Malgré une saison difficile en 2016-17, Los Angeles a choisi de ne pas apporter de grands changements à son alignement

par Sébastien Deschambault @sebasdLNH / Chroniqueur LNH.com

LNH.com propose une analyse en profondeur de chacune des 31 équipes pendant tout le mois d'août. Aujourd'hui, les Kings de Los Angeles :

Pour une équipe qui est habituée au succès depuis quelques années comme les Kings de Los Angeles, il aurait été normal de procéder à d'importants changements à la suite de la déception qu'a représentée la saison 2016-17. Il y a bien eu des changements, mais ceux-ci ont été apportés derrière le banc, avec la promotion de John Stevens au poste d'entraîneur-chef et dans les bureaux de la direction, avec la nomination de Rob Blake comme directeur général. L'alignement a été très peu modifié, et on mise à Los Angeles sur le fait que plusieurs joueurs vont rebondir après une saison difficile. Après les valeurs sûres Jeff Carter, Drew Doughty et Anze Kopitar, malgré une saison difficile l'an dernier, les poolers peuvent trouver des joueurs capables de les aider à différentes positions, il suffit de bien les choisir.

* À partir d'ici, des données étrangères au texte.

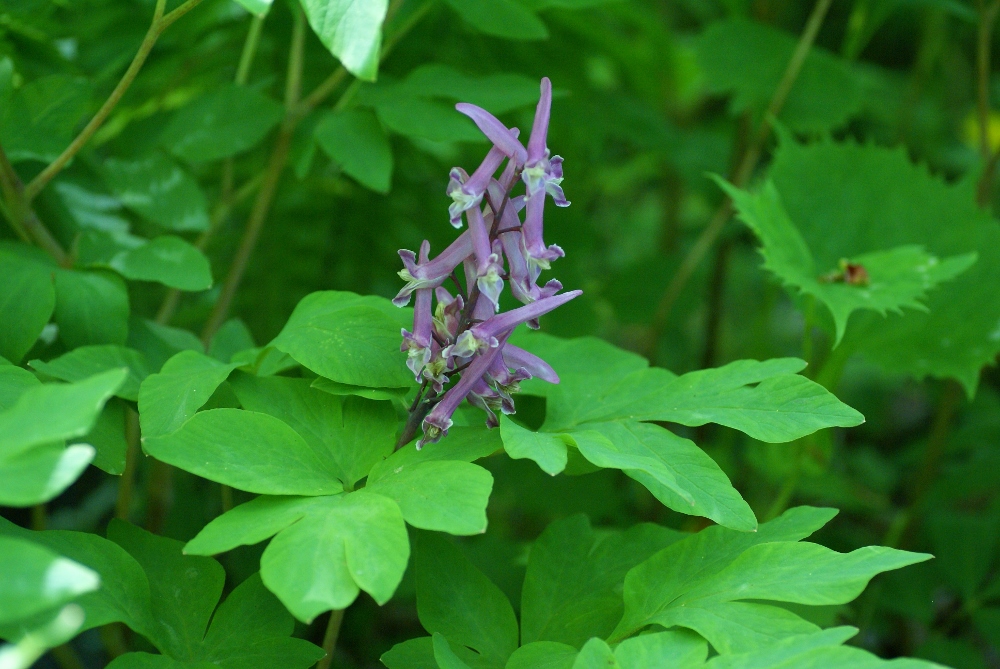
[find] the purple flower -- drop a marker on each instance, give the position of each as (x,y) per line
(424,274)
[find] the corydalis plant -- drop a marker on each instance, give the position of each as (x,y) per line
(464,334)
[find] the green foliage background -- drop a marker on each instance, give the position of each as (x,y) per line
(875,158)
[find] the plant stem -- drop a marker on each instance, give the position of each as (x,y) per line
(156,28)
(740,177)
(330,637)
(126,484)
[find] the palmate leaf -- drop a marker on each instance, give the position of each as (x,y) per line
(847,199)
(605,393)
(699,582)
(897,278)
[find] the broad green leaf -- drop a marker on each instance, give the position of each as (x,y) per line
(748,59)
(54,412)
(446,495)
(653,585)
(231,338)
(250,523)
(677,472)
(84,362)
(542,655)
(257,7)
(184,384)
(545,448)
(348,338)
(40,120)
(108,438)
(572,587)
(36,579)
(91,308)
(352,31)
(124,592)
(184,589)
(27,299)
(596,654)
(247,450)
(42,473)
(355,140)
(227,121)
(348,543)
(678,650)
(957,336)
(897,278)
(502,18)
(168,260)
(456,600)
(465,444)
(352,433)
(158,190)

Survol des Kings pour les poolers :

Sous-évalué : Tanner Pearson - Pearson est en constante progression depuis son arrivée dans la LNH, et il a conclu la dernière saison avec 24 buts, au deuxième rang chez les Kings, et 44 points. À forces égales, il ne saute presque jamais sur la glace sans Carter, qui a été l'attaquant le plus dangereux de Los Angeles la saison dernière. Ce qui est encore plus encourageant dans le cas de Pearson, c'est qu'il a été limité à seulement huit points en avantage numérique l'an dernier malgré le fait qu'il a été le cinquième joueur le plus utilisé de l'équipe sur le jeu de puissance. S'il peut se débarrasser de cette malchance en supériorité numérique, il pourrait doubler sa récolte de huit points et s'approcher du plateau de 55 points pour la saison 2017-18.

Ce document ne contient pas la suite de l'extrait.